College basketball season has begun conference play in the Metroplex, and it couldn’t be more chaotic.

TCU playing the likes of UT and Texas Teach sounds right, but currently, the UTA Mavericks are getting up for the likes of… Denver and Seattle?

But that’s nothing compared to SMU’s future. What conference will they even be in next year? Okay, it may still be the Big East, but in another two years, who knows?

As Larry Brown spent his first season on the Hilltop getting his men ready for their last season in Conference USA several members of the Big East have put their foot down and said they’re fed up. The likes of Georgetown, Villanova, St. John’s, Providence and three other schools declared they would leave to form their own conference. And because most of them are founding members of the Big East, they could very well take that name with them.

In a way, it’s kind of sad for someone like Brown. Clearly SMU didn’t give basketball any thought in joining the Big East, nor did they for any sport that doesn’t involve pads and helmet. Football was the only reason for the move, just like it always was.

The likes of SMU, Houston, Boise State and San Diego State all declared moving to a conference with the delicious offer of a BCS bowl game, and the conference took them so they could have a conference championship football game, scheduling and travel expenses of all the other sports be damned.

Now, it’s all falling apart. The eventual demise of the BCS leaves the Big East with no such incentive, and the schools who were pushed around for the big football schools are finally taking their ball and going home.

The fallout is continuing for the conference. Boise and San Diego are pulling their bids to join, leaving the conference that is currently known as the Big East to almost be a stripped down version of the old Missouri Valley Conference.

Did anyone really think these supper conferences were going to hold?

As the Big East and the SEC kept piling on members, sports writers everywhere kept writing tales of how college sports would eventually be comprised into just four huge regionals of 16-team conferences, simplifying their jobs to not have to follow so many leagues.

But this thing had precedent. And it failed then.

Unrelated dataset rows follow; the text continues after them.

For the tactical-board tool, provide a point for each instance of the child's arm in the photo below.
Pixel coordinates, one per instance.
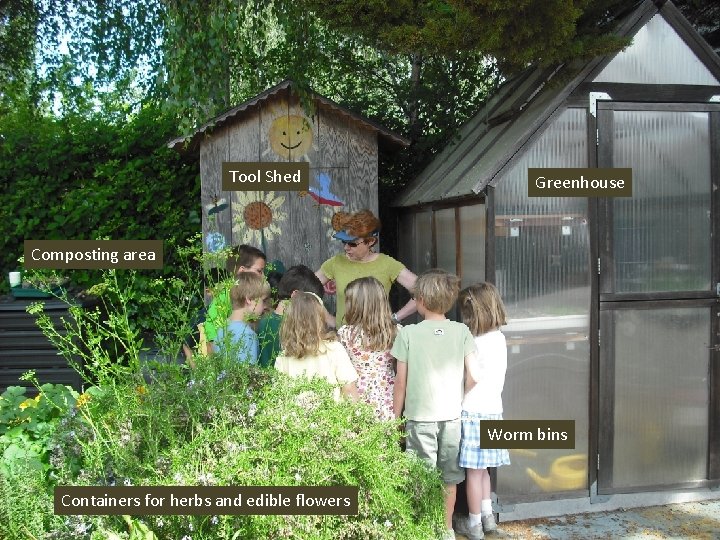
(350, 391)
(400, 386)
(472, 371)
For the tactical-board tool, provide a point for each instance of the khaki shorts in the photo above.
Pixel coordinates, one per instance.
(438, 445)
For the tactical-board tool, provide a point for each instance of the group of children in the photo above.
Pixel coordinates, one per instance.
(442, 377)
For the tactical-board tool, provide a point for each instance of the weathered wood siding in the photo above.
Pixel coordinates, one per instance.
(343, 155)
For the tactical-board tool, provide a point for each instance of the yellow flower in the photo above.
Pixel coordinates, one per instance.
(83, 400)
(29, 402)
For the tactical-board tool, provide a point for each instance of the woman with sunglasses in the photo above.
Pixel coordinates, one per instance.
(359, 233)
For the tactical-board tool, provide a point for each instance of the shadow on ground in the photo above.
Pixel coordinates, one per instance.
(691, 521)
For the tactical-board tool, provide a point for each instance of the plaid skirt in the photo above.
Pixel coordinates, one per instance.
(471, 455)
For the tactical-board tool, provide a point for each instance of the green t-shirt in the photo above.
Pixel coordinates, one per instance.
(269, 337)
(343, 270)
(219, 310)
(435, 354)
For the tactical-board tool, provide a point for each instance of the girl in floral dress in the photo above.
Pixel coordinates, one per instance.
(368, 336)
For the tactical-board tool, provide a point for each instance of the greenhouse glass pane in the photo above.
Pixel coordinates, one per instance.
(472, 243)
(662, 234)
(657, 56)
(661, 396)
(543, 273)
(445, 239)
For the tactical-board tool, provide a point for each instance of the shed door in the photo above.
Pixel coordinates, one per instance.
(659, 371)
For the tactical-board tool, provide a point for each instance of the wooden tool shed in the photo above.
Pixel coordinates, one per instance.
(613, 301)
(340, 146)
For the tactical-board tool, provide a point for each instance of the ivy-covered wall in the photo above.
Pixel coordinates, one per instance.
(93, 176)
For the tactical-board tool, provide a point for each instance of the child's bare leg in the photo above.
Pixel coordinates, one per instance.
(473, 485)
(450, 494)
(485, 484)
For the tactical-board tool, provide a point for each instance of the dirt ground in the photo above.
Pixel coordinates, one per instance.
(692, 521)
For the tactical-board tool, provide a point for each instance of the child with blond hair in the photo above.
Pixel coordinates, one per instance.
(483, 312)
(237, 338)
(368, 336)
(435, 360)
(309, 349)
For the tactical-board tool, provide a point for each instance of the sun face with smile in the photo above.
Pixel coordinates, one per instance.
(290, 136)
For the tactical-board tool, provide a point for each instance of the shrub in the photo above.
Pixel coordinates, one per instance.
(229, 424)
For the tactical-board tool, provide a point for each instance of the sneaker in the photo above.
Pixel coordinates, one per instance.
(488, 523)
(449, 535)
(471, 533)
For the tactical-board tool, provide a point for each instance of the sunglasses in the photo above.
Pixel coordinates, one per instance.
(352, 244)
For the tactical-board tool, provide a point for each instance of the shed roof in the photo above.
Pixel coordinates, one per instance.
(519, 110)
(192, 141)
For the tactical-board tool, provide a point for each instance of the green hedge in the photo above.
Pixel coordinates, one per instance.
(93, 176)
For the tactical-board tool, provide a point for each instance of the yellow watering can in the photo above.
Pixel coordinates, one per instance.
(566, 473)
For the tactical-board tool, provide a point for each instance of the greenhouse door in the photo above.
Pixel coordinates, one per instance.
(659, 365)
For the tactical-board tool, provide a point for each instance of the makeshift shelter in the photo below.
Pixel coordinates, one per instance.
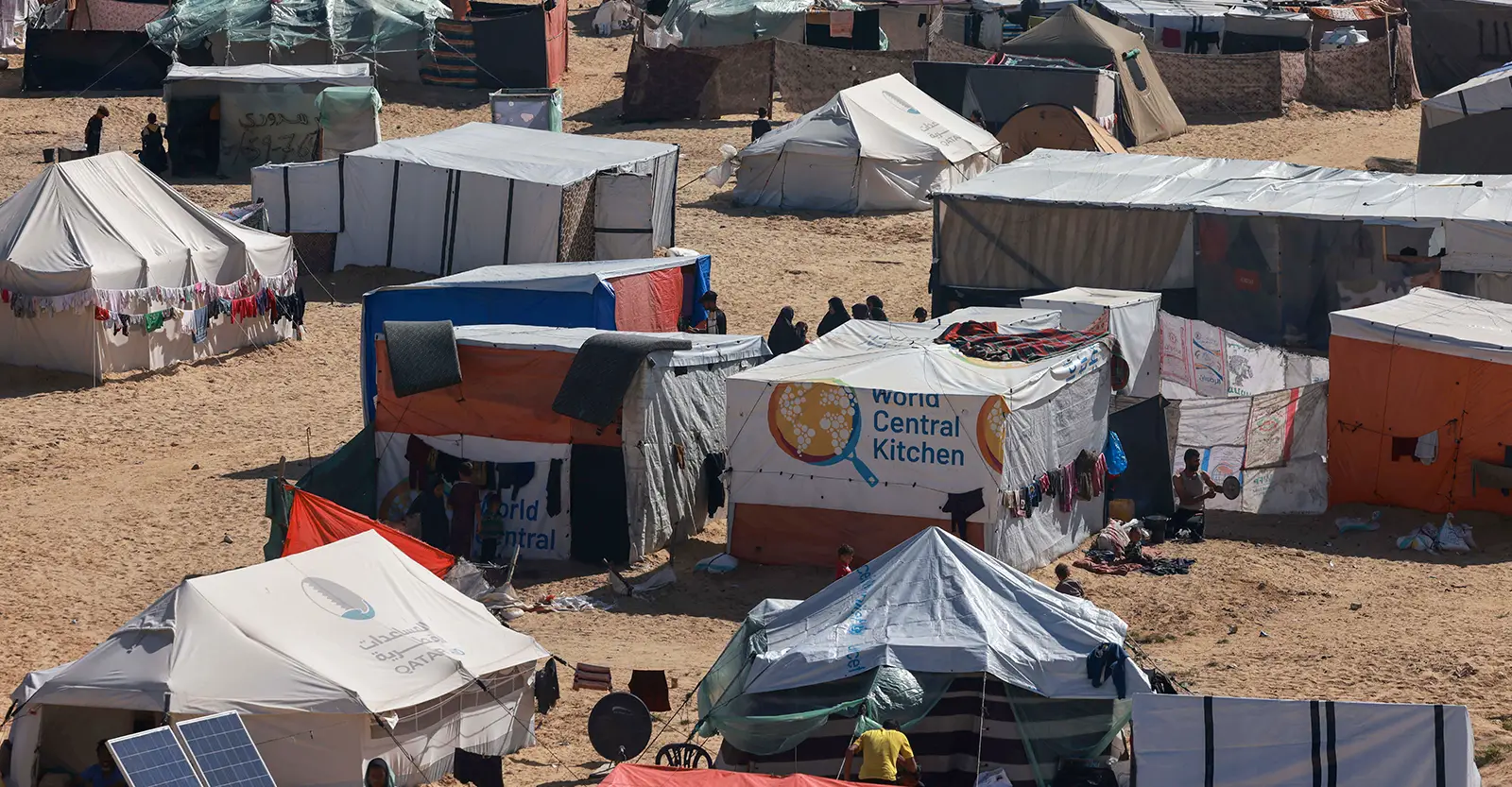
(483, 196)
(1264, 248)
(652, 295)
(1458, 121)
(877, 431)
(110, 269)
(1133, 319)
(571, 488)
(1056, 128)
(1455, 40)
(1421, 420)
(333, 656)
(1145, 106)
(882, 145)
(983, 666)
(1242, 741)
(1000, 91)
(229, 120)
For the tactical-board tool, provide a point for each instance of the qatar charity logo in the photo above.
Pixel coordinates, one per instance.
(337, 600)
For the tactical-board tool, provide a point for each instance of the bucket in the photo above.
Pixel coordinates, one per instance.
(1156, 526)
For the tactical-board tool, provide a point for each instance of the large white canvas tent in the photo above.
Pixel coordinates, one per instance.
(983, 666)
(227, 120)
(1133, 319)
(882, 145)
(103, 237)
(480, 196)
(333, 656)
(1281, 244)
(1249, 742)
(869, 434)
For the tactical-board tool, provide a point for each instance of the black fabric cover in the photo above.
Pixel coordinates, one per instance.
(510, 45)
(602, 372)
(422, 355)
(1466, 146)
(601, 522)
(478, 769)
(1142, 433)
(76, 60)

After the breakup of the Southwest Conference, the WAC ballooned to 16 teams with the addition of SMU, TCU and Houston. All it did was lead to many of its original members breaking away to form the Mountain West Conference.

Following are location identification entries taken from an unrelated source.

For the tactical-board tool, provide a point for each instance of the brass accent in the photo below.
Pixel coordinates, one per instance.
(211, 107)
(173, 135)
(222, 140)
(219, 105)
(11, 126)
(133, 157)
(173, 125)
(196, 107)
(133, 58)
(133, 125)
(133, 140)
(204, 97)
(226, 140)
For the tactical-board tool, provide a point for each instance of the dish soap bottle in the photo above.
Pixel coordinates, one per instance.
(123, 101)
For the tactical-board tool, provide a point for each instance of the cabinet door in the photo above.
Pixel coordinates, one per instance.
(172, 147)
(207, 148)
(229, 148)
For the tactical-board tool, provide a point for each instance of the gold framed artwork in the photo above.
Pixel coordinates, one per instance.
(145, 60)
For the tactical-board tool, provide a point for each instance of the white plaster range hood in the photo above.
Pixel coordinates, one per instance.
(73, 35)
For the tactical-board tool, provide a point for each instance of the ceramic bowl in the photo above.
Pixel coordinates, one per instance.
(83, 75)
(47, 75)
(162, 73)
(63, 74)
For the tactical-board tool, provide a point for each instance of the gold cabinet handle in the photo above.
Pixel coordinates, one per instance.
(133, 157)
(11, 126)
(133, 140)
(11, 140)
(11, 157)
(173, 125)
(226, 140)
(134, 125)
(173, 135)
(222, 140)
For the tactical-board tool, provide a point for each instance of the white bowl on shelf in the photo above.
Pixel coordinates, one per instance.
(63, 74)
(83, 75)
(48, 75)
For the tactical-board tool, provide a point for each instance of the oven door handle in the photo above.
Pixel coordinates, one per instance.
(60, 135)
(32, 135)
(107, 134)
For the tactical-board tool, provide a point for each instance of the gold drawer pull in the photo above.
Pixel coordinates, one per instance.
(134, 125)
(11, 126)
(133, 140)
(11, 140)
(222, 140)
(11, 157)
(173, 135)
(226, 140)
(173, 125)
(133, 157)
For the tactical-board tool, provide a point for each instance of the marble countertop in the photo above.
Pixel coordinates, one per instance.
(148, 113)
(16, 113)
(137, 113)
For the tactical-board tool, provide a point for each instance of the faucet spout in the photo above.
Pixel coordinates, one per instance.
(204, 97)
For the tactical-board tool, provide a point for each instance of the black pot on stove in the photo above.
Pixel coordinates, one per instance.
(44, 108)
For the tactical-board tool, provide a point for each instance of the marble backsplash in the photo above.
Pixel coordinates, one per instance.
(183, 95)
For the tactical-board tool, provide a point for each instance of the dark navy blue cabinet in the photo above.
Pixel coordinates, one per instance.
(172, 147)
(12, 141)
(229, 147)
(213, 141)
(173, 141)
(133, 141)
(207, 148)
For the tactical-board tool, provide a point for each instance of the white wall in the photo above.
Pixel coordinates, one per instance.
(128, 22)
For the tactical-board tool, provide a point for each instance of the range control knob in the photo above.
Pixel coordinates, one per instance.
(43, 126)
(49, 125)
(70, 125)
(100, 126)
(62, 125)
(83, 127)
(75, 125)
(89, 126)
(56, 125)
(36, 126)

And now it’s happening again, as conferences like the Big East are learning that you can’t keep so many schools happy at once.

It’s probably only a matter of time before the conference still inexplicably known as the Big Ten follows suit, and the mega-conference-merger between Conference USA and the Mountain West falls apart.

Bigger is not always better, as the Big East, and all of college sports, are finding out again.